The London ambulance service is normally pretty good for supporting their staff through some tough times, but at the end of the day it comes down to the management on the ground, tonight was a case in point.
A crew had to deal with one of the worst jobs you can get – I won't give any details, but I suspect it will be on the news tomorrow. Just imagine the most heart-wrenching thing you can.
One half of the crew is fairly new staff, he's a good bloke who knows his stuff, but this job was so outside the normal, it had obviously shaken him up (and I would suggest that anyone not at least a little shaken up by this job is someone who has lost all sense of humanity). The hospital involved offered a chance for a 'debrief', which is when they sit around a pot of tea and discuss the job, dealing with the feelings that everyone has.

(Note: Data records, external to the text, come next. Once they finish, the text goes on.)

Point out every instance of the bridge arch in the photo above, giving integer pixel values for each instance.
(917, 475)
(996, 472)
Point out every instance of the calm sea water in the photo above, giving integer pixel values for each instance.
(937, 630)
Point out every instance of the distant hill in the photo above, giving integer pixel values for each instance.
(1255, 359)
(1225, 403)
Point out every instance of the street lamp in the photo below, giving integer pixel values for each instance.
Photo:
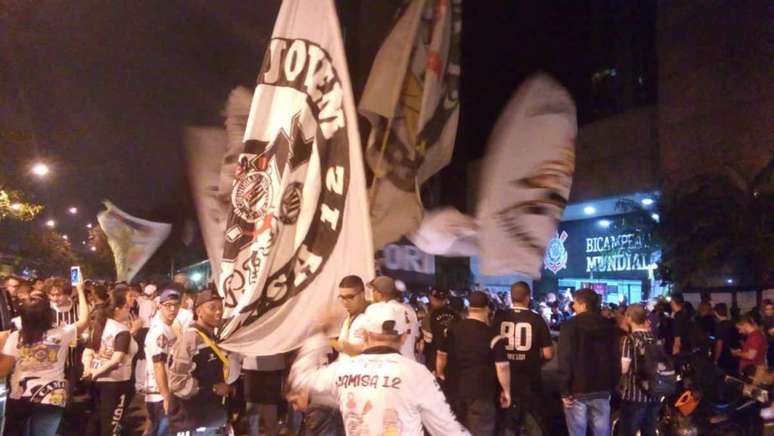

Not many hospitals do this, and I'm very happy that they included the ambulance crew in this session.
A Station Manager was working, and his advice was to 'return to base for two hours and have a cup of tea', which isn't helpful at all.
Every other crew rallied around and made sure that the crew involved was alright, and a Duty Officer was called – he spoke to the crew and stood them down for the rest of the night – doing something that the Station Officer should have done hours earlier.
The reason why we are stood down is because after dealing with such a ghastly job if your next call is to someone with bellyache for seven days, there is a strong likelihood that you will say something to the patient that you will regret. I know I've done it when I worked in hospital, and luckily gotten away with it.
So, there is support, it just depends on who is on duty that shift.